Carolina Panthers

Guard Andrew Norwell among Carolina Panthers’ top franchise tag candidates for 2018

Carolina Panthers guard Andrew Norwell is the most logical candidate to get a franchise tag from the team, but it might not make financial sense.
Carolina Panthers guard Andrew Norwell is the most logical candidate to get a franchise tag from the team, but it might not make financial sense. jsiner@charlotteobserver.com

The Carolina Panthers have had an interesting history with the franchise tag in recent years, but that’s not likely to be the case this year.

Mainly, because they’re not expected to use it.

Tuesday is the first day NFL teams can apply the tag to players, a window that closes March 6 – about a week before the start of free agency.

The tag allows teams to prevent a player from becoming a free agent, but forces them to commit to a one-year guaranteed contract determined by the five-year average of the highest-paid players at each position.

Teams can only tag one player a year. But while Carolina has several key players eligible for free agency, industry experts don’t think it makes financial sense for the Panthers to take on an inflated price tag on any of them for one season.

Left guard Andrew Norwell is the biggest name among the Panthers’ 12 potential free agents.

Norwell, who joined the Panthers as an undrafted free agent in 2014, increased his value with an All-Pro season in 2017. Interim general manager Marty Hurney invested heavily at the guard position last summer when he signed Pro Bowler Trai Turner to a four-year, $45 million extension, with $20.5 million guaranteed.

The NFL does not distinguish between tackles and guards/centers when determining the tag value for offensive linemen, which this year is expected to be around $14.3 million.

Teams don’t typically use franchise tags on guards. Former Patriots lineman Logan Mankins was the last guard to be tagged when the Patriots did so in 2011, according to Joel Corry, a former NFL agent who now writes for cbssports.com.

star
Defensive tackle Star Lotulelei (98) was the Panthers’ first-round pick in 2013 when former general manager Dave Gettleman ran the draft. Jeff Siner jsiner@charlotteobserver.com

Corry also doesn’t see the Panthers applying the tag to nose tackle Star Lotulelei or kicker Graham Gano, the two other most logical candidates.

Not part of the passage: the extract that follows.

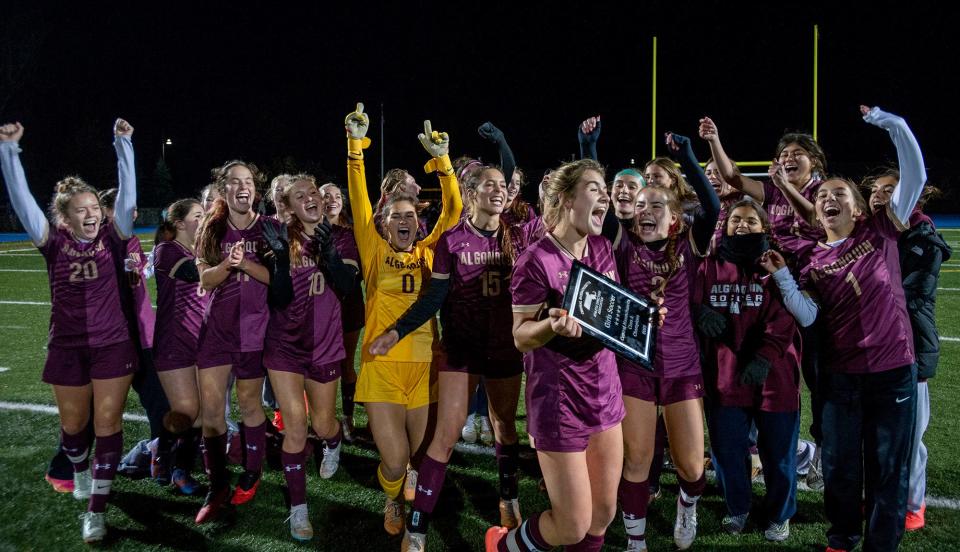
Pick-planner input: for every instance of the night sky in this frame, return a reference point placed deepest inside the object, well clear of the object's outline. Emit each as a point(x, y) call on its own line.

Former Panthers GM Dave Gettleman infamously rescinded Josh Norman’s franchise tag in 2016, allowing the Pro Bowl cornerback to become a free agent. Norman signed a five-year, $75 million contract with Washington the same week.

The Panthers tagged defensive tackle Kawann Short last year, but ended up signing Short to a five-year, $80.5 million extension in April.

Lotulelei, the Panthers’ first-round pick in 2013 during Gettleman’s first draft in Charlotte, would cost Carolina around $14.2 million if they tagged him. Given what the Panthers are paying Short, they could allow Lotulelei to walk and give more playing time to Vernon Butler, their first-round pick in 2016.

The Patriots and Ravens used the franchise tags on kickers Stephen Gostkowski and Justin Tucker, respectively, in recent years. But Corry doesn’t believe Gano – despite coming off a career year – is in the same category as Gostkowski and Tucker.

The tag for kickers/punters is expected to be around $5 million.